Quantifying Heteroscedasticity in Linear Models Using Quantile LOWESS Intervals

Ordinary Least Squares (OLS) estimation, which is frequently applied in psychology, assumes constant variance of errors across predictor levels. This assumption is known as homoscedasticity, while its violation is referred to as heteroscedasticity. In categorical predictors, heteroscedasticity can be quantified by calculating the ratio of variances across groups. For continuous predictors, diagnostic residual plots are often used to assess whether the assumption had been met, but there is currently no measure that can quantify the amount of heteroscedasticity in an interpretable way.
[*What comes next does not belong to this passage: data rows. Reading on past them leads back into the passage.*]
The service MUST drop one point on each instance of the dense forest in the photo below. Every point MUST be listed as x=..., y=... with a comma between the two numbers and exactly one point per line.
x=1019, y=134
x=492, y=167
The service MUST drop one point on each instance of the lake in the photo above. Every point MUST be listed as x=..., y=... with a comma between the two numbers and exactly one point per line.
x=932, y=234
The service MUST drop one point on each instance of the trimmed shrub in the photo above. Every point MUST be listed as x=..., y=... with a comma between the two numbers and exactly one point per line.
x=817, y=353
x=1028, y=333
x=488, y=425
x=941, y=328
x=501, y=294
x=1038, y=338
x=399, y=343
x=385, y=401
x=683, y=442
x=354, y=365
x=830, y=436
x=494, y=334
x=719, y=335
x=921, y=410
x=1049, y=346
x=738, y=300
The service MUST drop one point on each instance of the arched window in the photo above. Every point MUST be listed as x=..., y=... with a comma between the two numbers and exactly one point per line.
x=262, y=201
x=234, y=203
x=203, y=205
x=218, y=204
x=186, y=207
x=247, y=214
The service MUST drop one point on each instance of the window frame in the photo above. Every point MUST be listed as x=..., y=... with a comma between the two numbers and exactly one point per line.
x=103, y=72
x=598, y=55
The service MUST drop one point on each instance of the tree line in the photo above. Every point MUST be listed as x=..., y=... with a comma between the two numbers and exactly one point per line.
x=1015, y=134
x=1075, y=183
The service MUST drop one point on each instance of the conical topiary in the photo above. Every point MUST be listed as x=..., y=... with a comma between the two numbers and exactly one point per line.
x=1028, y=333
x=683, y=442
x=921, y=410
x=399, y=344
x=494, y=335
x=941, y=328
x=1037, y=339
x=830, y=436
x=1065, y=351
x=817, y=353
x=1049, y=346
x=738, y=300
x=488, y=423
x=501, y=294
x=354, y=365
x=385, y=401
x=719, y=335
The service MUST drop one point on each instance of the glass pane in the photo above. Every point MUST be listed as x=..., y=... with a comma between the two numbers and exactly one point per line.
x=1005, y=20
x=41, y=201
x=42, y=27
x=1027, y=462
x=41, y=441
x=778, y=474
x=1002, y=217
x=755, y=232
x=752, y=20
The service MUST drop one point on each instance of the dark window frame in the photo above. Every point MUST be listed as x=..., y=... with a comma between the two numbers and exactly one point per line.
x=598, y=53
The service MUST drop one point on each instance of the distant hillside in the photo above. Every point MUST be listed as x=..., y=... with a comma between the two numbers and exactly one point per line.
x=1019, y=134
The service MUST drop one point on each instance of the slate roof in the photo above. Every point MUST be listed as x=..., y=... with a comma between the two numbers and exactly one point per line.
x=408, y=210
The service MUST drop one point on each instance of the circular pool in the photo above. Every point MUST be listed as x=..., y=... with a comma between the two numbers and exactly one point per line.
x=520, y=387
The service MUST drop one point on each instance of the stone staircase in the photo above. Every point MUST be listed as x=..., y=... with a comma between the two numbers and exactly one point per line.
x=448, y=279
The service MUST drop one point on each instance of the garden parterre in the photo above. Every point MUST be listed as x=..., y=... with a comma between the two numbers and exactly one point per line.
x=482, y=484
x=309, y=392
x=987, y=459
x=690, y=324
In this study, we have developed and evaluated a measure that constructs a quantile LOWESS interval (QLI) around the residuals and estimates the linear, quadratic, cubic and quartic change in the width of this interval as a function of the predictor or the fitted values. Further, we evaluated simple linear models under different patterns of heteroscedasticity in a simulation in order to provide benchmark values of QLI estimates associated with inadequate control over false-positive results, loss of power, and loss of coverage probability of confidence intervals. The QLI method provided consistent estimates of trends for models with 60 or more cases, and this was true across variance patterns. We discuss QLI-generated estimates in relation to performance of OLS linear models. Finally, we present an example of how to apply the QLI method to quantify heteroscedasticity and how to interpret the estimates it provides, focusing on the implications for the OLS analysis.